Your City, Love It or Not?
Sometimes I hate the city I live it. Sometimes I hate the people who live in it. This morning I hate a handful of people who live in this city.
Early, early this morning, while walking home with Shauna from our usual late dinner at Humpty's with our friends, I was assulted by a native teenager. I guess this kid could have been any race, but he just happened to be a native kid. The kid ran can out of a small park and ran into me very hard and in the process broke my sunglasses. As soon as he ran into me he began demanding out money and yelling at us. He backed up and made as though to fight us. Both Shauna and I didnt want any trouble so we backed up, apologized and made to leave. He yelled at us some more and began demanding our money, our stuff and smokes. We managed to get past him and that was when he hit me in the face. It was a lazy right hand to the cheek and all it really did was make my face sore, but it still was unpleasent.

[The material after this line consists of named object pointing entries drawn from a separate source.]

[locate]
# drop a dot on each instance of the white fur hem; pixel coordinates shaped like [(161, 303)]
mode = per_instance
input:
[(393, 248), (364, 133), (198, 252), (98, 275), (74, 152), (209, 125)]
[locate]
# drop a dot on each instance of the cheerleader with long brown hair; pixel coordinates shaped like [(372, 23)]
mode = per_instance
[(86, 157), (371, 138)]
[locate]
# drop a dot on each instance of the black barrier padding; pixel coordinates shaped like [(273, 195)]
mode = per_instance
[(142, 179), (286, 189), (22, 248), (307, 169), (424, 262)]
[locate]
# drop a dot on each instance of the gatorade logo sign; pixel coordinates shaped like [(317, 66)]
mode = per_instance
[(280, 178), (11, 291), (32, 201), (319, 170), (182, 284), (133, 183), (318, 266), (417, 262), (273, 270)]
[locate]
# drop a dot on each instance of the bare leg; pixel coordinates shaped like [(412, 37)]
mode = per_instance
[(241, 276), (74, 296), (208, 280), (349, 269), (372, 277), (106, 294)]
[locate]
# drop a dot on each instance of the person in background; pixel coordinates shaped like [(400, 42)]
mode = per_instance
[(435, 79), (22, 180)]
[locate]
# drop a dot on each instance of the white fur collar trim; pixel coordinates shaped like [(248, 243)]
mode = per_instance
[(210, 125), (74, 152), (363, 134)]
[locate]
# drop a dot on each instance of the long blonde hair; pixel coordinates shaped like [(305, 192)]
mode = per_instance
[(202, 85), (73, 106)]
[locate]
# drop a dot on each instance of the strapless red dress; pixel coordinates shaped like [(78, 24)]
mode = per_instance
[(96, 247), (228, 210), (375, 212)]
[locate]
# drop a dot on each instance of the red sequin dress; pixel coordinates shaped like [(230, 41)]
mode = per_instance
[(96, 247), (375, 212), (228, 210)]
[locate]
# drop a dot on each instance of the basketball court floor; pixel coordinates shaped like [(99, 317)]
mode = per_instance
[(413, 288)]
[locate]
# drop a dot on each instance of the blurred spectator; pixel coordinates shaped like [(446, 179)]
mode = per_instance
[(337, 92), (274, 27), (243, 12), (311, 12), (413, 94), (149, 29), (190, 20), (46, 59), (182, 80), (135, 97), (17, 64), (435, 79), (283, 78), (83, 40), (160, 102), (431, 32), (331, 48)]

After hitting me, his two other friends ran out of the park yelling as well wanting to know what was going on and what the trouble was. We were surrounded at one point and it was not a whole lot of fun. The guy grabbed my baseball cap and sunglasses and tried...
I would give anything right now to have a weapon with me then. I would give anything right now for the chance to have been able to hurt them. The hat was only $15 and the sunglesses were cheap pieces of shit, but this incident did something to me and I dont like it. I can tell you honestly, if I had had a knife on me or a small bat or something else to defend myself with, I would have. I am having fantasies right now about going back to that area with my my large bowie knife and a hammer and look for the guy who hit me. I want to hurt him. I want him to be scared. I want him to worry. I want him to have to think about finding a new street to walk down. I want him to think about how he was unable to defend himself.
I want him to hurt. I want him to be in pain. I want him to bleed and cry and be afraid.
This has done nothing for my beliefs that A)This city needs a god damn curfew. B)This country needs to toughen its pussy youth criminal code up something serious. C)That native kids in the inner city and other areas of the downtown, need to be watched more. The police need to show their face there more. D) That should you seriously hurt someone who is trying to mug or rob you, the mugger gets jail time and you get a congratulations.
This city could use some vigilanty justice. I dont mean a Batman type person. But some normal people, out on the street with baseball bats and pips and socks full of pennies, who beat up the folks who make it unsafe to walk down a nice street at night.
Should I ever run into the fuck who hit me alone one day when I happen to be either with friends or carrying a large heavy blunt object, I will have no second thoughts about beating him up. None whatsoever. I would like to see him crying and bleeding at my feet.
The police are coming by tonight with mug books for us to look at (they came by early in the morning after the assult to take a statement from me). In the unlikely circumstance that I find the kid in the book and that they capture him and that he still happens to have my hat and sunglasses. I doubt that he will get into any serious punishment. This country's criminal code and justice system is a joke and is a disgrace for minors. This is a country where a 12 year old can steal a car, drive it and crash it into another car, almost killing the people inside, and get away with a stern talking to from the police.
Torture should still be allowed.
Bleeding and crying at my feet would be very nice.